I would also want to reduce the blind code-copying I did of the IBM engine, prior to this being merged, but I wanted to get it out there because it does work and I want to see if there is interest for me to complete it to a higher standard of quality. As it stands now it works for me though.

ken107 · 2023-04-29T10:27:18Z

I'll merge it. This is indeed very cool. Even though most users right now won't have the hardware needed to run it locally, the idea of having an offline next-gen TTS voice that's free to use is the future we'd like to get to. When the time comes, perhaps the TTS subsystem can be deployed as a native app and extensions communicate with it via native messaging. (For reference, https://docs.nvidia.com/deeplearning/riva/user-guide/docs/tutorials-tts-contents.html)

kfatehi · 2023-04-29T16:27:09Z

Ok great.

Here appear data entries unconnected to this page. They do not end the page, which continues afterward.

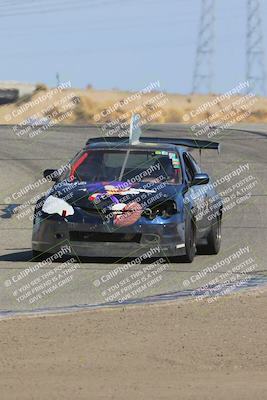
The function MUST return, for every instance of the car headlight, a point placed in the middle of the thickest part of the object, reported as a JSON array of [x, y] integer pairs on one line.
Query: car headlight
[[54, 205]]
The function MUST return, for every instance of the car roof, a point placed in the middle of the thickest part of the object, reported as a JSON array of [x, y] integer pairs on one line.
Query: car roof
[[127, 146]]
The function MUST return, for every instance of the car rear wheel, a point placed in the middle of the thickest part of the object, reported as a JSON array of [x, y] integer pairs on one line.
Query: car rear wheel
[[38, 256], [190, 240]]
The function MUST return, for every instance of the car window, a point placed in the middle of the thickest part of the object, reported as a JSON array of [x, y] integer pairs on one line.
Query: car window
[[194, 163], [189, 168]]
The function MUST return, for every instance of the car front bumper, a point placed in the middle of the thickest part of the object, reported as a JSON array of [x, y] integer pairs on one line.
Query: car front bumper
[[95, 239]]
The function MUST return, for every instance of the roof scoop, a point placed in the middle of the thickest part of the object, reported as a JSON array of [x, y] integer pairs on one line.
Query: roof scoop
[[135, 130]]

I will clean things up, implement prosody control, and notify you when it's ready for review.

What do you mean by native messaging? I am not too thrilled about interjecting a proxy between the extension and Riva, but I see I cannot use TCP directly in chrome extension API ? https://developer.chrome.com/docs/extensions/reference/sockets_tcp/

Even if we were willing to add the complexity of gRPC into the extension, is it even allowed, or must everything be HTTP? You made me curious with your point about native messaging.

I think it'd be better to eliminate that proxy and just let people connect directly to the Riva stack, as that alone is hard enough to setup for a novice, which I'll summarize below:

The link you provided goes to their table of contents which I basically followed in order to get the Riva stack running on my gaming computer which is running Windows 11, Docker Desktop, and WSL2 with Ubuntu, which is needed in order to run the bash scripts for controlling the stack which runs inside Docker with GPU support (a relatively new WSL2 feature).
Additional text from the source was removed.